Spencer : La tokenisation des actions connaît deux vagues. La première est l'accès. Les investisseurs mondiaux (en particulier les utilisateurs non américains) ont un besoin extrêmement fort de pouvoir négocier des actions américaines de manière pratique et sans friction en un clic. La deuxième est la composabilité. Une fois que mes actions Apple tokenisées sont sur la chaîne, d'innombrables fournisseurs de services de prêt, protocoles de prêt de titres peuvent rivaliser sur le marché public pour me offrir les meilleurs taux de garantie et de rendement, c'est l'ultime manifestation de l'efficacité du capital.
Il existe actuellement deux grandes voies concurrentielles sur le marché. L'une est le modèle X-Stocks représenté par Backed (acquis par Kraken). Émettre des instruments de dette via une SPV des îles Caïmans pour ancrer les actions. Son avantage est qu'il est totalement sans autorisation, sans KYC, et peut circuler librement dans le DeFi. Mais son défaut fatal est que vous possédez une dette que la SPV vous doit, et non une part réelle d'actions d'Apple. Pour les grandes institutions avec des dizaines de milliards de dollars, ce risque de crédit et juridique est inacceptable. L'autre est le canal conforme de propriété directe des actions. Cela nous oblige à faire des compromis sur le sans-autorisation.
Animateur : Cela signifie-t-il donc que les « grands patrons en costume » de la finance traditionnelle et les « pirates » du monde crypto devront forcément faire des compromis ?
Spencer : Pas nécessairement. Nous n'avons pas besoin de les fusionner de force.
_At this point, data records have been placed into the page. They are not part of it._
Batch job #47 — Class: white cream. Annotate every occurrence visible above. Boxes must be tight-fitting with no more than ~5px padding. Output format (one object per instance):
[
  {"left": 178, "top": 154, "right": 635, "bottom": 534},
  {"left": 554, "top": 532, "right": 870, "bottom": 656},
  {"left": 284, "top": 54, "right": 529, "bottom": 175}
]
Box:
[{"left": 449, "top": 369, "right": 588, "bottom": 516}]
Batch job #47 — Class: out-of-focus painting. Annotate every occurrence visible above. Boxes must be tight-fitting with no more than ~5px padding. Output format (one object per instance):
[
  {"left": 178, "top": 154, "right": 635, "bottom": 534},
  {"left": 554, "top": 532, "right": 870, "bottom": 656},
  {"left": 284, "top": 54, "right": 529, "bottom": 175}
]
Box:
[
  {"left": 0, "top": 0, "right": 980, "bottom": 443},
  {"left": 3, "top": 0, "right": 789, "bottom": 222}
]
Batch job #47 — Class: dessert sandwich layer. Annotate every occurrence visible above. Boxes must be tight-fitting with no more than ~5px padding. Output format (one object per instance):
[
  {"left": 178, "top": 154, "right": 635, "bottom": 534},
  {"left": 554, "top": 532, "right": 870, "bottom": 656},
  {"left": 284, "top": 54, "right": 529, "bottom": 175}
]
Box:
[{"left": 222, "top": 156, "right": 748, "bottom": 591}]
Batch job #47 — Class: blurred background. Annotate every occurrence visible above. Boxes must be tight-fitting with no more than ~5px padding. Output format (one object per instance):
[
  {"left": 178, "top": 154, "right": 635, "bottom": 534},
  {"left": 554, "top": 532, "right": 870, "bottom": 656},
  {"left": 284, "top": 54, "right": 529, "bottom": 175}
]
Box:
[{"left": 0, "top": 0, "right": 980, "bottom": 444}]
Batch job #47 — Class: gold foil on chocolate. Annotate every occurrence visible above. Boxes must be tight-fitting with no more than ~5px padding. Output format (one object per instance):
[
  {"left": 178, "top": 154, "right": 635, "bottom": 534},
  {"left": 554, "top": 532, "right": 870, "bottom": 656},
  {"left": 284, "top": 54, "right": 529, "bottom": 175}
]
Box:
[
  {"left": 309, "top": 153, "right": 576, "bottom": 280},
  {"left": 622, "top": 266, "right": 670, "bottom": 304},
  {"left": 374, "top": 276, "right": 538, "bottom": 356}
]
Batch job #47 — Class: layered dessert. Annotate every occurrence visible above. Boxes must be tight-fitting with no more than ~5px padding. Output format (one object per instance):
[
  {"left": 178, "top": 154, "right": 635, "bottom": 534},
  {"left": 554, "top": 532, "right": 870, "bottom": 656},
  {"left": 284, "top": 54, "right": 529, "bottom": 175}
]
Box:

Ces actions traditionnelles de dizaines de milliers de milliards peuvent fonctionner en « mode side-car » sur la blockchain principale. Bien qu'elles aient des clôtures réglementaires, elles coexistent avec les pools de liquidités DeFi purs et sans autorisation. Cela accélérera en fait considérablement la liquidité des systèmes purement cypherpunks, car les énormes capitaux restant dans les jetons d'actions peuvent être convertis en un clic en ETH et fonctionner dans des scénarios purement décentralisés et sans autorisation.